» Śro maja 18, 2011 9:35
Re: Banda kotów z ul. Batorego TYCHY! Potrzeba $ na karmę!
tak, ale już tyle razy z nimi rozmawiałam, a tam karmy jak nie było tak nie ma
mam też złe wieści - szanse na kasę z miasta na sterylki są bardzo nikłe, możemy się nie doczekać, więc trzeba albo szukać sponsora, albo fundacji
co do schroniska, to wiadomo że nie przyjmuje się kotów dzikich - jeżeli te maluchy da się oswoić, to jest szansa.
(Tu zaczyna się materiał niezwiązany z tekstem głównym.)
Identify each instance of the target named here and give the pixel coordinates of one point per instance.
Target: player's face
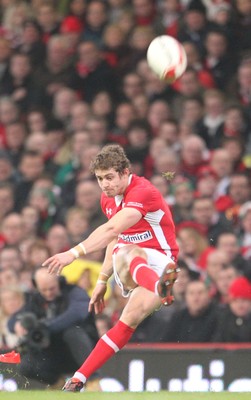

Możemy złapać i oddać jednego czarnego i zobaczymy jak się będzie zachowywał, ale tylko dlatego że jest młody i podchodzi do ludzi.
Czarnych małych jest 3, szylkretki nie możemy oddać bo niestety genetycznie te koty są bardzo obciążone i może nie przeżyć - ją trzeba wysterylizować. Te koty mają słabszą odporność i mogą coś złapać od innych w schronisku.
Jak z czarnym będą problemy to reszte trzeba sterylizować. Wiadomo, że koty dzikie w schronisku bardzo żle się czują, chodzą po ścianach i nie chcą jeść. Nie ma sensu ich tam pchac na siłę, bo i tak nikt ich nie adoptuje.
Kocara82 - mówiłaś coś o Kociej Przystani że dadzą na 1 sterylkę?